Kızaran Antec, çok kızgındı. “Furan da bir kız. Korkacak ne var?”
Bu maçta kimin zarar göreceği görülecekti!
“Haha.” Beto güldü ve Antec’in en korkunç bahaneyi bulduğunu düşündü. Furan onların gözünde ne zaman bir kızdı?
“Genelde yaptığın gibi rüyalarında kalsan iyi olur. Orada her zaman bir tarih bulabilirsin!” Beto pervasızca küçümsedi.
…
Odada, elbiseler her yerdeydi ve tuhaf bir koku her santimini kaplıyordu.
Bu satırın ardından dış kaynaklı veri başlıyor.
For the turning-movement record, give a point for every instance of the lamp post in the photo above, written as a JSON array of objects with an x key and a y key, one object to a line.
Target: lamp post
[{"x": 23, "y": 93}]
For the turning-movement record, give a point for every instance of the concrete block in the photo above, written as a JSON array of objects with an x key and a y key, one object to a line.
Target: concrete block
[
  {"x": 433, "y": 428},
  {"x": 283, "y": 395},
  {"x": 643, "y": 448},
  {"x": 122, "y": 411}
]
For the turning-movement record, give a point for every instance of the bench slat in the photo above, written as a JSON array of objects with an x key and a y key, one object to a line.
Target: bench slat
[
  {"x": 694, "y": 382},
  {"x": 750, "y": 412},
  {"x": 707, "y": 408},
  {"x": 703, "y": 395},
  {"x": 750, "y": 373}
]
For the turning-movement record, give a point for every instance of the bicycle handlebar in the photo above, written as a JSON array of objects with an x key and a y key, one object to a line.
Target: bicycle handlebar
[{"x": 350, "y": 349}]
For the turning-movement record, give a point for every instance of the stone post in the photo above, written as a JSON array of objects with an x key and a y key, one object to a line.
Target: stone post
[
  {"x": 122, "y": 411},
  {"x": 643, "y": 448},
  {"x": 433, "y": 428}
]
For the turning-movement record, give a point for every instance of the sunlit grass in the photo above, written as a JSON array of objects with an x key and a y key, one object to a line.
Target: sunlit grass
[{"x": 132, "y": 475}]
Yatakta iki çıplak ceset birbirine dolanmıştı. Bir seans yeni bitmişti.
Furan Fernando’nun sırtına dokundu ve kıkırdadı. “Deneyim eksikliğini hissedebiliyorum. Coşku, daha önce hiç yaşamadığınız kadar benzersiz ve tuhaf mı?
Fernando’nun saflığından bahsediyordu.
“Evet, böyle hissetmesini beklemiyordum,” diye itiraf etti Fernando dürüstçe. Bir kızın vücudu böyle hissettiriyordu! Bir erkeğinkinden gerçekten farklıydı!
Furan memnuniyetle gülümsedi. Zaferin coşkusu onu yeniden arzularla doldurdu. “Nando, Aalto’ya yetenekli büyücüler aramak için geldiğini söylemiş miydin?”
“Evet.” Fernando’nun elleri de bilinçaltında hareket etmeye başladı.
“Haha. İşe yaramaz. Burada başarısız olursak, Holm’un da sonu iyi olmayacak. Neden orada risk almakla uğraşasınız ki?” Furan belirsiz bir şekilde söyledi. “Mutluluğumuza devam edelim!”
……
Dönüş yolunda Antec öfkeyle Fernando’ya baktı. “Biraz fazla kolay gol atmadın mı?”
Bu onun için büyük bir aşağılamaydı!
“Duygu harika ve tazeydi. Duramadım.” Fernando’nun özür dilemeye niyeti yoktu. “Yarın tekrar gelecek. Bana, buradaki yaşamları pek de iyi olmayan birkaç büyücüyü tanıtacağını söyledi.”
“Furan sadece kızlardan hoşlanır. Eğer gerçek kimliğini öğrenirse…” Antec onu korkutmaya çalıştı.
Cümlesini bitirmeden önce aniden başını kaldırdı ve Furan’ın hızla yaklaştığını hissetti. “Ciddi misin?! Sadece konuşuyordum!”
Furan pencerenin yanında durdu. Artık masum yüzünde şehvet yoktu. Fernando’ya çok ciddi bir şekilde baktı. “Ölüm Hükümdarı yeteneklerini geri kazandı mı?”
“Hı?” Fernando ne demek istediğini hiç anlamadı.